Whether you are new to investing, or have been an active investor for a while, your tax planning strategy should always be in the forefront of your mind. With the end of the year just around the corner, now is the time to take a look at your finances and evaluate whether or not you should be making one or more smart tax planning moves before the year-end deadline. These tips will be especially beneficial for business owners or individuals who earn a significant amount of investment income in order to offset a high tax bill in the Spring of 2020.
1. Tax-loss Harvesting : A key end-of-year tax planning strategy utilized by investors of all income levels is known as tax-loss harvesting. This involves selling assets that have shown a loss in order to offset both taxable ordinary income and any reported capital gains realized throughout the year on other investments. Mutual funds, for example, are fairly consistent with capital gains distributions, so mutual fund holders may benefit from looking for other losses to sell prior to the year-end to reduce their overall liability.

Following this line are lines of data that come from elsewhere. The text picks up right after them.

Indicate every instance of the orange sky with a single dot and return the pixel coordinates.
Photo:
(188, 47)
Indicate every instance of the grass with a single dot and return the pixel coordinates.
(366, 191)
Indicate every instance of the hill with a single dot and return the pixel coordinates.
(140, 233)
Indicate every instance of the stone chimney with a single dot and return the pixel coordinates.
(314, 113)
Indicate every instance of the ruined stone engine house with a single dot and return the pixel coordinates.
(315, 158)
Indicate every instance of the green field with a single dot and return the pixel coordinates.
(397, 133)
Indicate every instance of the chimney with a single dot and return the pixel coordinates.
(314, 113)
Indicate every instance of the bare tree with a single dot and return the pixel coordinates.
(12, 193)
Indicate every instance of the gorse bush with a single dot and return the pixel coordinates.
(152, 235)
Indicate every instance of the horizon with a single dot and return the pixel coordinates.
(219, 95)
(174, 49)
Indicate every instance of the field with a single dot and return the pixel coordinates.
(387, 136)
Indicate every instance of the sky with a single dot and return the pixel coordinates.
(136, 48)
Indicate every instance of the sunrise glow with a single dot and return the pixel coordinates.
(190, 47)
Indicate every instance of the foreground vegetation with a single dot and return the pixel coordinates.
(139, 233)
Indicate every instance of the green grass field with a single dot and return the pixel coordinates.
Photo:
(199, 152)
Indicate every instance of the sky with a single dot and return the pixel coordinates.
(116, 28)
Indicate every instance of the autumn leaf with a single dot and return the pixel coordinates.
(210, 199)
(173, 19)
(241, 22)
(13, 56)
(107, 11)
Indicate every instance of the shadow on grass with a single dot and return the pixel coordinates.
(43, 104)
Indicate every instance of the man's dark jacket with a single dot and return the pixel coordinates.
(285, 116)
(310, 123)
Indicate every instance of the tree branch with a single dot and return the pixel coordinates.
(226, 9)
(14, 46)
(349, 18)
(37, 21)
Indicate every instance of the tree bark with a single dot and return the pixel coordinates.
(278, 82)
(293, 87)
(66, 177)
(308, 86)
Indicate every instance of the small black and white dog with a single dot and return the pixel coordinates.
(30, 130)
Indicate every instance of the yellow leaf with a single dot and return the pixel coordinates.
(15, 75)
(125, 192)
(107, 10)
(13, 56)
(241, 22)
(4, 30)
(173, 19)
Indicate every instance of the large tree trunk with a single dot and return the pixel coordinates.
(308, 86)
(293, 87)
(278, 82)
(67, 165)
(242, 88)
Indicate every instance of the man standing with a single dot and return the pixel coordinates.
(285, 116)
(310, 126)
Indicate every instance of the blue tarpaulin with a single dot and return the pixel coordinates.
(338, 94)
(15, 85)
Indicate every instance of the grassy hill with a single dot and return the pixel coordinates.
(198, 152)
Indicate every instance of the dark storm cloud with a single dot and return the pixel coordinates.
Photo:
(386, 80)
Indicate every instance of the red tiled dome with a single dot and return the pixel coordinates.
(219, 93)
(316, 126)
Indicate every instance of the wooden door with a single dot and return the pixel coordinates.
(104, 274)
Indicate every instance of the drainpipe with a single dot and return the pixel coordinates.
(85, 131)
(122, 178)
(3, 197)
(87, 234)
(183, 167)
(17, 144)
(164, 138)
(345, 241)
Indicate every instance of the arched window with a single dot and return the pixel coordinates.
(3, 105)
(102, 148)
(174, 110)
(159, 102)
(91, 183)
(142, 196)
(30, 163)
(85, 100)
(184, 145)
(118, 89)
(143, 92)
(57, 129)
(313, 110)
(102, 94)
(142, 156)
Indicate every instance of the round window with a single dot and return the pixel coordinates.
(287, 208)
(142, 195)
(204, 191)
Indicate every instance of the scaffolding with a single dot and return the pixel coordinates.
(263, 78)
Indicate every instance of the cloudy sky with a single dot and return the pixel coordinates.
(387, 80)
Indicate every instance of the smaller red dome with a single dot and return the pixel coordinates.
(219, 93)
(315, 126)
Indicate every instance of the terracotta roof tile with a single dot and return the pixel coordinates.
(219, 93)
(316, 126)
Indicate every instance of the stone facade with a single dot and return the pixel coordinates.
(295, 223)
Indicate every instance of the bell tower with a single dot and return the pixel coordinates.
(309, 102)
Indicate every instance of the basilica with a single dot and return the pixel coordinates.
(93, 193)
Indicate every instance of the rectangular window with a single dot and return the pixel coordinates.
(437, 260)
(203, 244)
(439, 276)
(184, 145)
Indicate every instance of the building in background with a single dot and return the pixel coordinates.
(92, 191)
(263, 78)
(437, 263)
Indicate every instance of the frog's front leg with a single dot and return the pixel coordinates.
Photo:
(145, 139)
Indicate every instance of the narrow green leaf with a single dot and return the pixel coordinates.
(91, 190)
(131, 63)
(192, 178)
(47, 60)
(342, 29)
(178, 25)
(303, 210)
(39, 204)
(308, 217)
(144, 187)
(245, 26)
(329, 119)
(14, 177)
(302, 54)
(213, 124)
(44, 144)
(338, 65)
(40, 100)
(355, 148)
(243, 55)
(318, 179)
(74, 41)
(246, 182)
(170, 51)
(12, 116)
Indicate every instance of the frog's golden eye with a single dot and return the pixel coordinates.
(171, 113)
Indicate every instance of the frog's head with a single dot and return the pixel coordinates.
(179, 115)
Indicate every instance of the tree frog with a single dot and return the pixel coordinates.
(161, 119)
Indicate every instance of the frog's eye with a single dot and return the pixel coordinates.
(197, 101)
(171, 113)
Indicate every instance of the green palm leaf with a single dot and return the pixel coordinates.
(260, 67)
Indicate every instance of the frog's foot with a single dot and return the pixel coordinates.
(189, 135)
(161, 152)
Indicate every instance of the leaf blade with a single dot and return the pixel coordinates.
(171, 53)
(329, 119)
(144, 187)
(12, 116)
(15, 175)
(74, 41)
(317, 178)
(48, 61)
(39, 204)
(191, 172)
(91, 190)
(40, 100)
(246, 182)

However, there are caveats to this strategy. Since the IRS will not allow investors to buy an asset just to sell it for purpose of owing less taxes, investors need to be wary of the “wash-sale” rule. The “wash-sale” rule indicates that an investor will not be able to claim capital loss if they re-purchase the same asset or nearly identical asset again within thirty days of their loss-showing sale. This being the case, you may want to purchase a similar asset rather than being out of the market for thirty days altogether.